The CosmosBridge Contract creates and stores new prophecies, but delegates the signing off on prophecies to the Oracle contract. Once the oracle contract says that the prophecy claim has been signed off on, then the CosmosBridge makes a call to the bridgebank to unlock or mint the funds. Only ethereum addresses that are whitelisted in the Valset contract will be able to create new Prophecies and sign off on them.
While designing Peggy, there were some unique design challenges that were faced. The main one being that the ERC20 token, erowan, that represented a claim to rowan on sifchain, was going to be created before peggy and sifchain was going to be deployed to mainnet. Because of this, a solution needed to be implemented to make erowan a cosmos native token that the BridgeBank controlled without using the createNewBridgeToken function as the token would already exist. To remedy this, an Admin API was built to wire in erowan as a sifchain native even though the BridgeBank did not create the token. This led to the creation of the function addExistingBridgeToken, where an admin can wire in erowan as a sifchain native asset. Only the admin can call this function. Calling this function adds the token to the cosmos native token whitelist so that it can be burned.

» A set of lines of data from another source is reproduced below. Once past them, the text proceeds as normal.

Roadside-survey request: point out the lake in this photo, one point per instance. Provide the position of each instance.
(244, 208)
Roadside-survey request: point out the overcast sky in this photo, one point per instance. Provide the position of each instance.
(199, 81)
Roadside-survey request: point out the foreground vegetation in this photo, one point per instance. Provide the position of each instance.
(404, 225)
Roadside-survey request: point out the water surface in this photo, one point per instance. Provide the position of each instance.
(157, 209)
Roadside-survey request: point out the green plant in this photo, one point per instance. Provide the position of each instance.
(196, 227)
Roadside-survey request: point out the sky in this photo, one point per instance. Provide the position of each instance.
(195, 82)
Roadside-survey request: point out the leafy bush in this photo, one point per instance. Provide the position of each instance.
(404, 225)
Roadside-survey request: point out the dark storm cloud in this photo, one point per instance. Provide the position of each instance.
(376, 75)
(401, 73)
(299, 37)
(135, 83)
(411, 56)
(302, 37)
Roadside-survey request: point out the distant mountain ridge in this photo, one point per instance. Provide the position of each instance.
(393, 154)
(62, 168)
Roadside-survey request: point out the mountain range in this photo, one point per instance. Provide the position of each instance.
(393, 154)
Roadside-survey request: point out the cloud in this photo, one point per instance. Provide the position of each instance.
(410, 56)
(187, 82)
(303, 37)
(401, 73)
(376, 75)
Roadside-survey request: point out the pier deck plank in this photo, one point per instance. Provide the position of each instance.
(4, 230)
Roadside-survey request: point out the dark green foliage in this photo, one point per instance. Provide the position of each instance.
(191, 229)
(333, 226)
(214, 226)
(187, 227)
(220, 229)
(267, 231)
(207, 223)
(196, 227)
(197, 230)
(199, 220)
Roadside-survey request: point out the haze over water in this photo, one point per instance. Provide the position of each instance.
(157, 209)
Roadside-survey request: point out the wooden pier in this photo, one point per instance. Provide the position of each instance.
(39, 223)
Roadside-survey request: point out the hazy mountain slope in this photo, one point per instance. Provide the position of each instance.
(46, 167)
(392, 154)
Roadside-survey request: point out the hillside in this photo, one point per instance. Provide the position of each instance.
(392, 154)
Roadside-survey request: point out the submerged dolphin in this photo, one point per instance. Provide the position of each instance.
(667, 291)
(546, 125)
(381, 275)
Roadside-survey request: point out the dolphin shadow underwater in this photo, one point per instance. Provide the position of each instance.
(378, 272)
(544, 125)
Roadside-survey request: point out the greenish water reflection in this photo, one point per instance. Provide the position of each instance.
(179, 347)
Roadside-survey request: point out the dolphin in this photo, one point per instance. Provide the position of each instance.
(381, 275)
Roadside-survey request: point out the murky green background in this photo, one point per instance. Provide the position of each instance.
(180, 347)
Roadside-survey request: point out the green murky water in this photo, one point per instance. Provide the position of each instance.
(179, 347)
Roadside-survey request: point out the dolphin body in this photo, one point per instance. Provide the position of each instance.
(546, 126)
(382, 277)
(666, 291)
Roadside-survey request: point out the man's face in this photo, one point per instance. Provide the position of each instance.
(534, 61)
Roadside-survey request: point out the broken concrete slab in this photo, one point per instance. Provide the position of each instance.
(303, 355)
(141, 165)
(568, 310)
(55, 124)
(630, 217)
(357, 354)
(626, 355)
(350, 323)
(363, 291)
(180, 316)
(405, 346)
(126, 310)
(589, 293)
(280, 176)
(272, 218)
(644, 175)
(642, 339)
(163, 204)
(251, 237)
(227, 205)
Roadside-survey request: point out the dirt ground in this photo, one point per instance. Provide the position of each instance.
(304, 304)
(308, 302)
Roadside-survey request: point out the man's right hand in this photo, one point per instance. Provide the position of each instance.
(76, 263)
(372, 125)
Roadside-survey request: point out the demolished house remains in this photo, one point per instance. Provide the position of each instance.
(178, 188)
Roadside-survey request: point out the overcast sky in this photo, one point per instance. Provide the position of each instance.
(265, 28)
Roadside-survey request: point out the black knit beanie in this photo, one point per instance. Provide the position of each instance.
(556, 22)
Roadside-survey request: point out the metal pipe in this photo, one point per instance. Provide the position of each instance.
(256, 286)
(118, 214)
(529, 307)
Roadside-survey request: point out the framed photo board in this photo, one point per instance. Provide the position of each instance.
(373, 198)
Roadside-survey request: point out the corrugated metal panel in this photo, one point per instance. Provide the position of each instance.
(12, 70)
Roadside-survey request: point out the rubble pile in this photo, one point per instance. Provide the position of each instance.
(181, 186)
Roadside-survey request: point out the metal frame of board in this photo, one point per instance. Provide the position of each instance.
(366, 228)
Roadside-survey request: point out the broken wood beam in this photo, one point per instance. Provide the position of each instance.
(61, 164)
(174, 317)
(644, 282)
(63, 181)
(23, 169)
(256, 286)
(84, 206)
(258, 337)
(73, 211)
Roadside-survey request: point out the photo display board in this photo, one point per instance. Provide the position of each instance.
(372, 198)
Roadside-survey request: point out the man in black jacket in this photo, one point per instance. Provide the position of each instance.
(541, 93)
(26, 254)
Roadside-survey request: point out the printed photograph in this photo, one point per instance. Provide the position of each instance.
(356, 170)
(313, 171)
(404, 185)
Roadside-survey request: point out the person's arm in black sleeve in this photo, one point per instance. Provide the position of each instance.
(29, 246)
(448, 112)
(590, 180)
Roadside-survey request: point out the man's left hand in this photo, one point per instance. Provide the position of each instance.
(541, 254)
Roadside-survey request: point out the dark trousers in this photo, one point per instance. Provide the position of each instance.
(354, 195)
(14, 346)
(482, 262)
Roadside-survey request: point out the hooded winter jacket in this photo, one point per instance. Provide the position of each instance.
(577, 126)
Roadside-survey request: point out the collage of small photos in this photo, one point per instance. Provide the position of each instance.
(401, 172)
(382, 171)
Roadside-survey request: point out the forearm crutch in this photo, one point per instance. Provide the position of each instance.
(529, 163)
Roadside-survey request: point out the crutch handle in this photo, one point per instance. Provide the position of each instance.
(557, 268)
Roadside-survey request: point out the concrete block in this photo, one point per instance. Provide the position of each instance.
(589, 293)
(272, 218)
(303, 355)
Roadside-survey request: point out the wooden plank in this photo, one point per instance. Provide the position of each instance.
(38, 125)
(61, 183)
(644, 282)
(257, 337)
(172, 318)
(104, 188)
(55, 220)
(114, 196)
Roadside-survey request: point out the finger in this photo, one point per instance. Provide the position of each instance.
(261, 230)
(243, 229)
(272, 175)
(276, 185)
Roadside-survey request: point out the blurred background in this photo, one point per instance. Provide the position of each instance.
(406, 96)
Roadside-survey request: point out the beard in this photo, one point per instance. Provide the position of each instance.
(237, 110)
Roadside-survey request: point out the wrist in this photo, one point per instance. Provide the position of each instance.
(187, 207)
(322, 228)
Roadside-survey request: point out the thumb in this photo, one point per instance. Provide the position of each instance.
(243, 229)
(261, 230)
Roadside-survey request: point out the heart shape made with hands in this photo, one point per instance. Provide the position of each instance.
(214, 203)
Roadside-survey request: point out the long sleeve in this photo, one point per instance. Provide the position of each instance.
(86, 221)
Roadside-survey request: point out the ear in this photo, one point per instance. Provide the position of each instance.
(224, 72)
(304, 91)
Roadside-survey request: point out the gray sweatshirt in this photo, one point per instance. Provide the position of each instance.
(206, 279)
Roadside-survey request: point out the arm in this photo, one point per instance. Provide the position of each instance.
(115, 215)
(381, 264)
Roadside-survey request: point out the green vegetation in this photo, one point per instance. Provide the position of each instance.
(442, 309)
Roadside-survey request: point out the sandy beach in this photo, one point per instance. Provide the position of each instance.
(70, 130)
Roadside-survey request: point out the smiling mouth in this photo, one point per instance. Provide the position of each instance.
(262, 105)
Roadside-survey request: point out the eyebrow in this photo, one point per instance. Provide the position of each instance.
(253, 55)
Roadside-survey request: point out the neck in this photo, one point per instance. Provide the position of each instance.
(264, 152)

Addtionally, a script was created to call this admin api and wire in erowan to the bridgebank. This script is called setup_eRowan.js and resides inside the scripts folder in the smart-contracts directory. There are instructions on how to use this script inside of the Deployment.md file.
Currently, the smart contracts are upgradeable which allows us to fix them should any bugs arise. In time, the control of these smart contracts will be handed over to SifDAO for control or the admin abilities completely removed for full decentralization.